The four brothers were involved in sheep breeding both independently and cooperatively at studs of their own, following their father's methods. All in addition bred and rode horses and T. H. Murray and W. A. Murray were pioneering breeders of polled Angas cattle at Cappeedee station.

- John Murray: Rhine Park estate (Eden Valley), 10 mi from Mount Pleasant.
- T. Hope Murray: Mount Beevor (8 mi east of Nairne)
- Alick J. Murray: Murray Vale, Mount Crawford
- W. A. Murray: Cappeedee station., near Hallett.

==John Murray (jun.)==
John Murray (1841 – 4 July 1908) was born on board the ship City of Adelaide when his parents were emigrating from Scotland to South Australia, and was brought up at Mount Crawford.

When he married Mary Scott (daughter of Thomas Scott, of "Delorain" near Kersbrook), his father put him in charge of his Rhine Park estate.

He was a successful breeder of merino sheep, evidenced by the number of prizes and championships won by his sheep at the Royal shows and at exhibitions of other prominent agricultural societies. He was generally recognised as one of the best judges of sheep in the State. He was intimately connected with the Royal Agricultural and Horticultural Society of South Australia for a great many years, and in 1901 was appointed president, a position which he held for two years. His brother Alick J. Murray also served as president of the R.A.& H.S.

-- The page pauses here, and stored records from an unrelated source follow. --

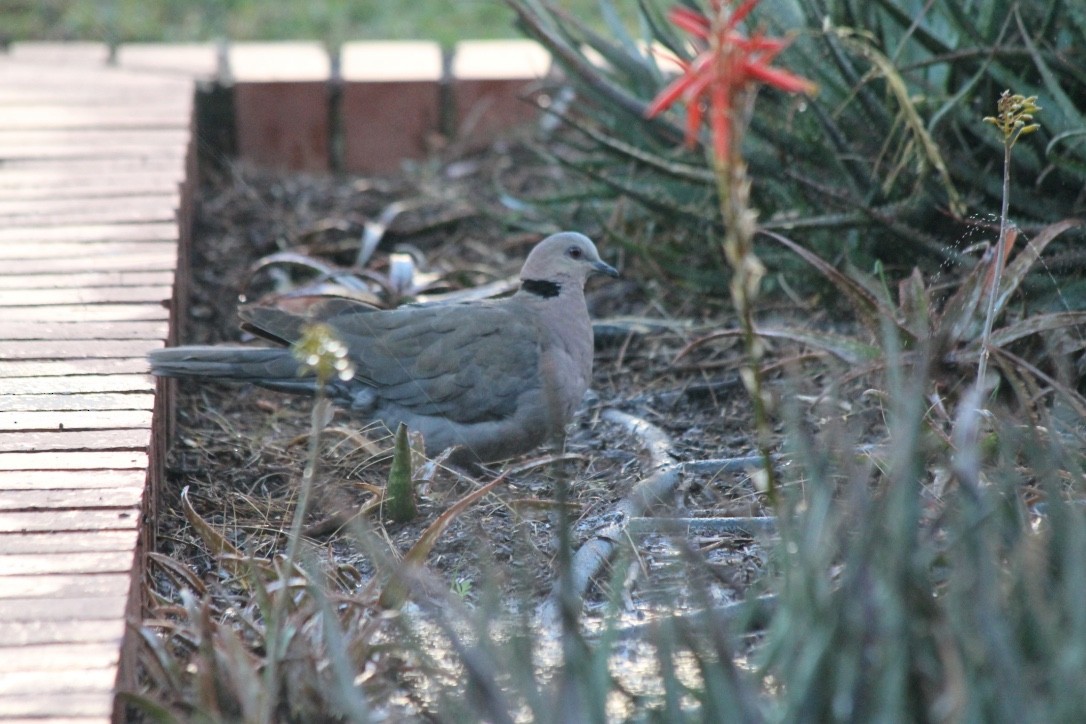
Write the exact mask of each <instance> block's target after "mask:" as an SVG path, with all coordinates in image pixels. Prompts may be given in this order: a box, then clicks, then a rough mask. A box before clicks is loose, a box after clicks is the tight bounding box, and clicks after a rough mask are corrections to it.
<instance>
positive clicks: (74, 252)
mask: <svg viewBox="0 0 1086 724" xmlns="http://www.w3.org/2000/svg"><path fill="white" fill-rule="evenodd" d="M36 228H42V227H36ZM176 246H177V242H176V241H175V240H174V239H165V240H159V239H152V240H134V241H121V242H115V241H98V242H92V243H89V242H87V241H76V242H56V243H52V244H43V243H41V240H30V241H22V242H21V241H7V242H4V243H3V245H2V246H0V259H15V261H22V259H54V258H65V257H70V256H80V257H87V256H90V255H93V256H127V255H129V254H146V253H148V252H154V251H174V250H175V249H176ZM175 253H176V252H175Z"/></svg>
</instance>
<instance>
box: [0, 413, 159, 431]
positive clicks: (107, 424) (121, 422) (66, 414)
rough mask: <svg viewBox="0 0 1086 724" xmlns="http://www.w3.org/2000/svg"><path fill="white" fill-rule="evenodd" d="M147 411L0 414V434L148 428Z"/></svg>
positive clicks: (11, 413) (16, 413)
mask: <svg viewBox="0 0 1086 724" xmlns="http://www.w3.org/2000/svg"><path fill="white" fill-rule="evenodd" d="M151 418H152V415H151V410H33V411H25V412H0V432H22V431H31V430H64V431H71V430H115V429H118V428H125V429H127V428H140V429H144V430H150V429H151Z"/></svg>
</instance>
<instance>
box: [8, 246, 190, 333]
mask: <svg viewBox="0 0 1086 724" xmlns="http://www.w3.org/2000/svg"><path fill="white" fill-rule="evenodd" d="M90 251H91V250H88V249H84V250H83V252H81V253H80V254H78V255H72V256H65V255H62V256H47V257H45V258H18V259H7V261H4V262H3V264H2V265H0V266H3V268H4V270H5V274H11V275H18V276H22V275H28V274H59V272H63V271H98V270H105V269H108V270H112V271H123V270H129V269H130V270H134V271H154V270H162V271H173V270H174V269H175V268H176V267H177V249H176V247H175V246H174V245H173V244H162V245H159V246H157V247H154V249H151V247H148V250H147V251H143V252H132V253H131V254H117V255H112V254H109V255H98V254H94V255H92V256H88V252H90ZM0 323H2V320H0Z"/></svg>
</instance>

He was an elder of the Presbyterian Church at Mount Pleasant, and for many years a delegate on the Presbyterian Assembly.

He was appointed J.P. in September 1888.

He died after suffering several years of painful illness. Rhine Park passed into the hands of his son J. L. Murray. (On the death of Willie Murray, according to his will, Cappeedee's lease passed to John Murray son Walter S. Murray and the stock was divided among the other three; Norman Brice took Mount Beevor after the death of Tom Hope Murray and its stock sold off.)

===Family===
He married Mary Scott (c. 1843 – 13 September 1926) on 25 April 1867. Their children included:
- Edith Alison (1868 – 5 February 1940) married Alex James McDonald ( – 11 November 1937), manager of Canowie Station, on 30 May 1901

- John Linley Murray (28 January 1872 – 1953)
- Elizabeth Rosina Murray (4 May 1874 – 10 September 1941)
- Walter Scott Murray (8 May 1876 – 21 November 1952) married Ines Kate Goddard on 19 May 1904.
- Helen Murray (16 August 1879 – 16 October 1941)
- (Olive) Mary Murray (8 November 1880 – ) married George Burlingham on 17 September 1919
- (James) Elliott Murray (3 July 1884 – 1971) engaged to Valerie Anne Purves in 1946, married outside SA.